Quase 11 anos atrás e sob a liderança do cardeal Marx, Munique se tornou a primeira diocese alemã a ordenar um relatório externo sobre abuso sexual e violência física, mas esse relatório nunca foi publicado e tem sido "um grande mistério desde então", de acordo com o noticiário alemão agência DPA.

Em dezembro, o cardeal Marx pegou sua diocese de surpresa ao anunciar que iria criar uma fundação de caridade para ajudar as pessoas afetadas pelo abuso sexual na Igreja e para abrir caminhos de cura e reconciliação.

Chamado de Spes et Salus, o cardeal - que este ano comemora 25 anos como bispo - disse estar doando à fundação a “grande maioria” de seus bens privados, no valor de 500 mil euros. Em grande parte devido às receitas fiscais da Igreja, os bispos alemães ganham em média 14.000 euros por mês, têm poucas despesas e residem nos palácios dos bispos sem pagar aluguel. A arquidiocese, que não disse por que a fundação do cardeal foi criada agora, disse que a nova entidade cooperaria com o Centro de Proteção à Criança da Pontifícia Universidade Gregoriana de Roma.

Mas não é apenas o tempo do cardeal Marx em Munique que está sob escrutínio. Seu histórico como bispo de Trier de 2002 a 2008 também foi criticado. Tanto o cardeal quanto o bispo Ackermann, que o sucedeu como bispo de Trier em 2009, foram recentemente acusados de maltratar o caso de uma funcionária diocesana de 30 anos em Trier que engravidou de seu padre patrão por volta do ano 2000.

De acordo com declarações publicadas, o padre supostamente exortou a mulher, conhecida como Karin Weissenfels, a fazer um aborto contra sua vontade. Quando ela recusou, ele pediu a um padre amigo de seu advogado que a aconselhasse no confessionário a fazer um aborto, o que ela fez posteriormente.

Um relatório de 23 de fevereiro publicado pela Deustchlandfunk, uma emissora pública nacional, acusou o cardeal Marx e o bispo Ackermann de hesitar e tarde demais para investigar tal pecado grave.

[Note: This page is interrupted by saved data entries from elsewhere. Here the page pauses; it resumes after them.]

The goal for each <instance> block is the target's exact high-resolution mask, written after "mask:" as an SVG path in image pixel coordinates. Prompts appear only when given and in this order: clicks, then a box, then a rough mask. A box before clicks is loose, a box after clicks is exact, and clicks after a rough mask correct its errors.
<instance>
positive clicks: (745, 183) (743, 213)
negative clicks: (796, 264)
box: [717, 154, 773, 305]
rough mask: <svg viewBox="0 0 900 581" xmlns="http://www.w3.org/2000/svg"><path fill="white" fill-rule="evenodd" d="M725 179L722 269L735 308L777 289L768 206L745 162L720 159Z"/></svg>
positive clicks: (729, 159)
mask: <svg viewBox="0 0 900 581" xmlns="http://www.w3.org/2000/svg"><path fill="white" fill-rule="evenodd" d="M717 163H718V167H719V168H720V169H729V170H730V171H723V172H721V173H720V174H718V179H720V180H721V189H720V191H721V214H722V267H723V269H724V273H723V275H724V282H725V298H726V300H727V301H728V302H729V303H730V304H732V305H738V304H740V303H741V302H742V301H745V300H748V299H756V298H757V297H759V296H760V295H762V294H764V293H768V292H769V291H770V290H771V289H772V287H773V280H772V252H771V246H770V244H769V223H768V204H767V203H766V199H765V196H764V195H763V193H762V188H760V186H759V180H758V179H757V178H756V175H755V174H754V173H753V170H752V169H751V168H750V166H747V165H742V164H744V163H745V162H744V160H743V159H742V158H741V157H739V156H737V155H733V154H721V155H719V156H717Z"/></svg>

De acordo com o relatório, o cardeal Marx iniciou uma investigação sobre o padre superior, mas não o confessor - um erro que ele aparentemente admitiu em uma carta à Congregação para o Clero em 2007. Deustchlandfunk relata que ambos os padres foram inicialmente sancionados, mas afirma que o Vaticano removeu o medidas disciplinares após alguns meses.

Tanto este caso quanto as acusações de Pfeiffer ressurgiram enquanto o cardeal Woelki de Colônia continua a enfrentar severas críticas, inclusive do cardeal Marx e de seu sucessor como chefe da conferência episcopal, o bispo Georg Bätzing, por não divulgar os resultados de um investigação arquidiocesana de abuso sexual sob líderes atuais e anteriores.

Apesar das dúvidas sobre seu próprio histórico no tratamento de casos de abuso, o cardeal Marx disse em 7 de fevereiro que a retenção do relatório de Colônia pelo cardeal Woelki foi "extremamente negativa para todos nós" e que "o dano à Igreja Católica é grande".

O cardeal Woelki reconheceu que "erros graves" foram cometidos no passado em relação a como a arquidiocese lidou com os casos de abuso sexual do clero, mas insiste que o relatório da comissão teve de ser retido devido a questões legais e suas "deficiências metodológicas". Conseqüentemente, ele ordenou um novo relatório sobre as conclusões da investigação, que será publicado em 18 de março e “nomeará os responsáveis” pelo manuseio incorreto do abuso.

Uma segunda reclamação contra o cardeal Woelki, acusando-o de não investigar alegações de abuso grave contra um padre em sua diocese, foi rejeitada pela Congregação para a Doutrina da Fé no mês passado.

Fontes da Igreja na Alemanha consideraram as críticas ao cardeal Woelki desproporcionais e provavelmente baseadas em parte na clara oposição do cardeal ao Caminho Sinodal dos bispos alemães, que ele advertiu que poderia levar ao cisma.